Entre enero y junio, las remuneraciones representaron el principal componente del gasto corriente, con $ 3,110 billones; las prestaciones de la seguridad social alcanzaron $ 1,393 billones y las transferencias corrientes, $ 1,230 billones.
Las remuneraciones registraron un incremento interanual del 47,91%, como consecuencia del impacto de las políticas salariales implementadas desde el comienzo de 2026.
“Así, la administración provincial logró financiar con recursos corrientes los gastos necesarios para garantizar el funcionamiento del Estado, aun en un contexto económico nacional complejo”, agregan.
“El análisis de las cuentas también debe contemplar la composición del gasto. Los ingresos corrientes cubrieron la totalidad de los gastos corrientes y generaron un ahorro de $ 48.038 millones. El resultado financiero negativo, por su parte, expresa contablemente el uso de fuentes financieras -por debajo de la línea- para financiar el esfuerzo adicional destinado a la inversión pública”, explica.
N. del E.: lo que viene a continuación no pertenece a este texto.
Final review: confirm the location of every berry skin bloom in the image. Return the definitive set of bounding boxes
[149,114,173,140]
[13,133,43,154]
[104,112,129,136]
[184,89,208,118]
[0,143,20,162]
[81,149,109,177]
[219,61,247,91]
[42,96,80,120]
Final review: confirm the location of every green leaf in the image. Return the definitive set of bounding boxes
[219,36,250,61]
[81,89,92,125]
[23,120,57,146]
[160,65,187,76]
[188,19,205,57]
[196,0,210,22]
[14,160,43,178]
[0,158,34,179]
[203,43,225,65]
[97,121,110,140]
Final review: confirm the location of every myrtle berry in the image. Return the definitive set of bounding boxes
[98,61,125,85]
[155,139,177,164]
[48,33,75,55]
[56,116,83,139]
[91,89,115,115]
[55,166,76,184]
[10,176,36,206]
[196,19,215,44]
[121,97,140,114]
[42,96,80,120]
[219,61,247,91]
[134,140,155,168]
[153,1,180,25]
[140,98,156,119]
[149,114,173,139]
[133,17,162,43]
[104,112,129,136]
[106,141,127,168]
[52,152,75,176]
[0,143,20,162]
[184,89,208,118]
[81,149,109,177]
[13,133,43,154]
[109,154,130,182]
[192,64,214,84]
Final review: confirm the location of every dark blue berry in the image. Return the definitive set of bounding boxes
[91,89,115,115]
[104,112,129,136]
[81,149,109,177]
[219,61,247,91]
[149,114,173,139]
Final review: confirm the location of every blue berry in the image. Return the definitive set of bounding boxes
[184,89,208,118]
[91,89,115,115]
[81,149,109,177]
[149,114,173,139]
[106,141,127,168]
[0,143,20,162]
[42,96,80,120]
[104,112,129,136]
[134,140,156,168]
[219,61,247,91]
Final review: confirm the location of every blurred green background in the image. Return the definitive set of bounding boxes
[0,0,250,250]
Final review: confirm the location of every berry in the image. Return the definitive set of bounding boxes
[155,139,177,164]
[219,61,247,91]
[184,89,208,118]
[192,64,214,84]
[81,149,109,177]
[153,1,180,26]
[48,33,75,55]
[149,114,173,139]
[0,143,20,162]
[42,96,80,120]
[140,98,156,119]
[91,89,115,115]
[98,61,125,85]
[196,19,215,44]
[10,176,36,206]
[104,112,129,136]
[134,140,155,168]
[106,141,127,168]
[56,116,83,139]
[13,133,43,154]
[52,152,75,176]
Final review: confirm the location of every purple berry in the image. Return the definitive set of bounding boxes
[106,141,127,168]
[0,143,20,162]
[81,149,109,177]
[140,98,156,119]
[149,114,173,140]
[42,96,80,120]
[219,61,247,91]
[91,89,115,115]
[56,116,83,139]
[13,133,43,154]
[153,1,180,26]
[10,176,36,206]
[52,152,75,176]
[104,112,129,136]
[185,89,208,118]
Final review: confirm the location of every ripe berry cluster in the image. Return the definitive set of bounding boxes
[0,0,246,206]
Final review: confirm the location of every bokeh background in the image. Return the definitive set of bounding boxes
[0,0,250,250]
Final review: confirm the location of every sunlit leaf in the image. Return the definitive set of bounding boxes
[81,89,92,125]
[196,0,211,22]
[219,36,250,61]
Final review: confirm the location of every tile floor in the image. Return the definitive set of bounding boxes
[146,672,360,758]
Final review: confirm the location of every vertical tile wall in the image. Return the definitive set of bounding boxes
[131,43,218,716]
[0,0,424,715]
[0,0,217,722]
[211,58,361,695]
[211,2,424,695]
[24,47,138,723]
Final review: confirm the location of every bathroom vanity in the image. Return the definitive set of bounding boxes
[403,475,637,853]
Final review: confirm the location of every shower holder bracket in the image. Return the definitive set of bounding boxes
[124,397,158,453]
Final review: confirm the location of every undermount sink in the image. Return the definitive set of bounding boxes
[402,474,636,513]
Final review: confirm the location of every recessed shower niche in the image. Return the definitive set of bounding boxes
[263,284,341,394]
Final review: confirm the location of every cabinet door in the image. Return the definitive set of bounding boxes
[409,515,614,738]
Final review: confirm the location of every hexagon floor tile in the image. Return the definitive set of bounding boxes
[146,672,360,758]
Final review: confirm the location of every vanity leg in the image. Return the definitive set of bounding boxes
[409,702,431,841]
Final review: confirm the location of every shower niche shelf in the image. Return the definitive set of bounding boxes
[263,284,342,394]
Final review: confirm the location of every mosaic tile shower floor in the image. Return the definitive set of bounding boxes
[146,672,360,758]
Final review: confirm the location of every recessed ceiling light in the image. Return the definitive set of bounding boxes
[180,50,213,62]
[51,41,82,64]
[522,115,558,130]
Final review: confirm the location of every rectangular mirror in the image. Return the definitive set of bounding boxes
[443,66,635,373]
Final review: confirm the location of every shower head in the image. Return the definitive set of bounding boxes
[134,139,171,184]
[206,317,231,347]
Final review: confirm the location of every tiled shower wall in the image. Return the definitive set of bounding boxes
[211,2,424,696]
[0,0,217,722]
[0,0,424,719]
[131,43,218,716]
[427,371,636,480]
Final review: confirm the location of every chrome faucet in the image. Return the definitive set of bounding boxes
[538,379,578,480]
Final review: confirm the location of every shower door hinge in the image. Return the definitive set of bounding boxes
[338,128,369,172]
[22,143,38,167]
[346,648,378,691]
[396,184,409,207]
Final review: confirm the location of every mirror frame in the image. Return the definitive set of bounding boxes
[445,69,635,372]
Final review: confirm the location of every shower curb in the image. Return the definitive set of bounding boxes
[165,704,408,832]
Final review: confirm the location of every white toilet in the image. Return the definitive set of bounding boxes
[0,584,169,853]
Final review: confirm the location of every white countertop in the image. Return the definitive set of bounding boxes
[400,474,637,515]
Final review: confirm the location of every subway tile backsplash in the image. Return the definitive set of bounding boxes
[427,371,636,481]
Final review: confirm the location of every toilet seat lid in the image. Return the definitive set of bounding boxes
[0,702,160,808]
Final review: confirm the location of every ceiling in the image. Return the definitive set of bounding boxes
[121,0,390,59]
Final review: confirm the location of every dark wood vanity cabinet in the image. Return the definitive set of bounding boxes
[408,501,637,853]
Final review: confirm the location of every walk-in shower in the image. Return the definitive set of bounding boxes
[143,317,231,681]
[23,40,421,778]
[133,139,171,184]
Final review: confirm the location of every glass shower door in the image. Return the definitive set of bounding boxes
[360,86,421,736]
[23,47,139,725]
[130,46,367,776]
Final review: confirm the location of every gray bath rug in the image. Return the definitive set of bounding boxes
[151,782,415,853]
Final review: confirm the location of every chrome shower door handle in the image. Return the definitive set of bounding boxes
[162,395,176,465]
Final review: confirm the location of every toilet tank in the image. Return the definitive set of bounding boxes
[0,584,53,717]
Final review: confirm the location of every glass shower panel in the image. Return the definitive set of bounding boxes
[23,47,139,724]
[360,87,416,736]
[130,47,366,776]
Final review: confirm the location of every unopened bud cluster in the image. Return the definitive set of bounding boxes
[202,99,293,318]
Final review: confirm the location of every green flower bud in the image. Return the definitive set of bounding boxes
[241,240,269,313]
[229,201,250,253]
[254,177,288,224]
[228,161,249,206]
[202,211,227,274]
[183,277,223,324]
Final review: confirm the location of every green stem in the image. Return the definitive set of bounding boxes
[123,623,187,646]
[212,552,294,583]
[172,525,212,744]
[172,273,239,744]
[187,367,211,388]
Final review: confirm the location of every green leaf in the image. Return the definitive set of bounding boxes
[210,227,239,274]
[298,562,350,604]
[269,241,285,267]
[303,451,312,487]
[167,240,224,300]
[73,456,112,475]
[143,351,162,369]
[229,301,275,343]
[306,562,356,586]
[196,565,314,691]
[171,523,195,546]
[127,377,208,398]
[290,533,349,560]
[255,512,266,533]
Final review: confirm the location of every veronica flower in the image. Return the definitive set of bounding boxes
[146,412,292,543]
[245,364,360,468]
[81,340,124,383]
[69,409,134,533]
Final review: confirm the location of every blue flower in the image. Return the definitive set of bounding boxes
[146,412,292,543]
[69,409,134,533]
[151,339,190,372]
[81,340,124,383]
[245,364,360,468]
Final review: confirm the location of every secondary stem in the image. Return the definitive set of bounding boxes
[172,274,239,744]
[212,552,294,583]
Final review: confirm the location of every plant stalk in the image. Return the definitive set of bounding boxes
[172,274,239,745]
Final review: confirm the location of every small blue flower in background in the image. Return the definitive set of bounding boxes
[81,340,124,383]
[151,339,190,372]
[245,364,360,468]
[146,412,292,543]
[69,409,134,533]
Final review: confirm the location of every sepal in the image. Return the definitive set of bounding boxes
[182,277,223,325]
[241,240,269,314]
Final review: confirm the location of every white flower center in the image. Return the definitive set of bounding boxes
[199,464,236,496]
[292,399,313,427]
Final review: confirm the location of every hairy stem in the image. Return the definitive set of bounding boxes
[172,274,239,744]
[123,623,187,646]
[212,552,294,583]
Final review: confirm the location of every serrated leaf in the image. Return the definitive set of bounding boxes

El gasto de capital -obras, maquinaria y otros bienes- se financió durante el primer semestre mediante una combinación de ahorro y recursos de capital, que en conjunto representaron el 11,61 % del financiamiento; disponibilidades acumuladas de ejercicios anteriores, derivadas de los superávits de 2024 y 2025, que aportaron el 70,26 %; préstamos destinados a obra pública, con el 6,58 %; convenios bancarios, con el 5,75 %; y recupero de anticipos, con el 5,43 %.
“La inversión pública se sostiene, de este modo, con fuentes genuinas de financiamiento y recursos acumulados en ejercicios anteriores. Esta ejecución planificada se respalda, además, en que a junio no se registraban deuda flotante ni atrasos vinculados al gasto de capital”, concluyó el gobierno.